WASHINGTON - The United States will ship 2.5 million COVID-19 vaccine doses to Taiwan on Saturday, a senior administration official told Reuters, more than tripling Washington's previous allocation of shots for the island, which has faced increasing political and military pressure from China.
Washington, competing with Beijing to deepen geopolitical clout through so-called "vaccine diplomacy," initially had promised to donate 750,000 doses to Taiwan but is increasing that number as President Joe Biden's administration advances its pledge to send 80 million US-made shots around the world.
China, which considers Taiwan an integral part of its territory, has repeatedly offered to send coronavirus vaccines to the island, which has been battling a spike in domestic infections.
Taipei has expressed concern about the safety of Chinese shots.
The 2.5 million donated doses of the Moderna Inc vaccine will leave Memphis, Tennessee, on a flight belonging to Taiwan's China Airlines early on Saturday and arrive in Taipei on Sunday evening, the senior US administration official said, adding that the prompt delivery was due to experts from both sides being able to work out regulatory issues.
"We are not allocating these doses, or delivering these doses, based on political or economic conditions. We are donating these vaccines with the singular objective of saving lives," the official said.
"Our vaccines do not come with strings attached," the official said, adding Taiwan had "faced unfair challenges in its efforts to acquire vaccines on the global marketplace."
A deal for Taiwan to purchase vaccines from Germany's BioNTech SE fell through this year, with Taiwan's government blaming pressure from Beijing.
China has denied the accusation, saying Taiwan is free to obtain the vaccines through Shanghai Fosun Pharmaceutical Group Co Ltd, which has a contract to sell BioNTech's vaccine in China, Hong Kong, Macau and Taiwan.
"We believe that these attempts by China to block purchases, for political purposes, are reprehensible," the senior Biden administration official said.
The de facto US embassy, the American Institute in Taiwan, later confirmed the delivery.

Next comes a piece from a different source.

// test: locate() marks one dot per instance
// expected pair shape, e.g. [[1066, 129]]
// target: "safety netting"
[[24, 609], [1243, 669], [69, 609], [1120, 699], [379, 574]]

"The donation reflects our commitment to Taiwan as a trusted friend, and a member of the international family of democracies," it said in a statement.
Taiwan is trying to speed up the arrival of the millions of vaccines it has on order, although infections remain comparatively low despite a rise in domestic cases. Only around 6% of Taiwan's 23.5 million people have received at least one shot of a vaccine regimen.
The US shipment comes at a time when Washington has been working with Taipei to create secure supply chains for strategic items such as computer chips, of which Taiwan is a key producer, that are vital for US automobile manufacturers and other industries.
It also comes after Taiwan announced on Friday that it will allow Terry Gou, the billionaire founder of Taiwan's Foxconn and semiconductor giant TSMC, to negotiate on its behalf for COVID-19 vaccines.
Taiwan Presidential Office spokesman Xavier Chang said Washington's assistance with vaccines confirmed the "rock-solid friendship between Taiwan and the United States."
Jonathan Fritz, a senior State Department official, said on Thursday that China had been "very aggressively using vaccine donations as a lever to induce more of Taiwan's diplomatic partners to switch recognition."
Beijing has steadily whittled down the number of Taiwan's diplomatic allies, which now stands at just 15 countries.
The United States, which like most countries has no formal diplomatic ties with Taiwan, has watched with alarm the stepped up tensions with Beijing, and Biden's administration has vowed to boost ties with the island, which it is required under US law to supply with the means of defense.
Earlier this week Taiwan reported the largest incursion yet by China's air force, including fighters and nuclear-capable bombers, into its air defense identification zone.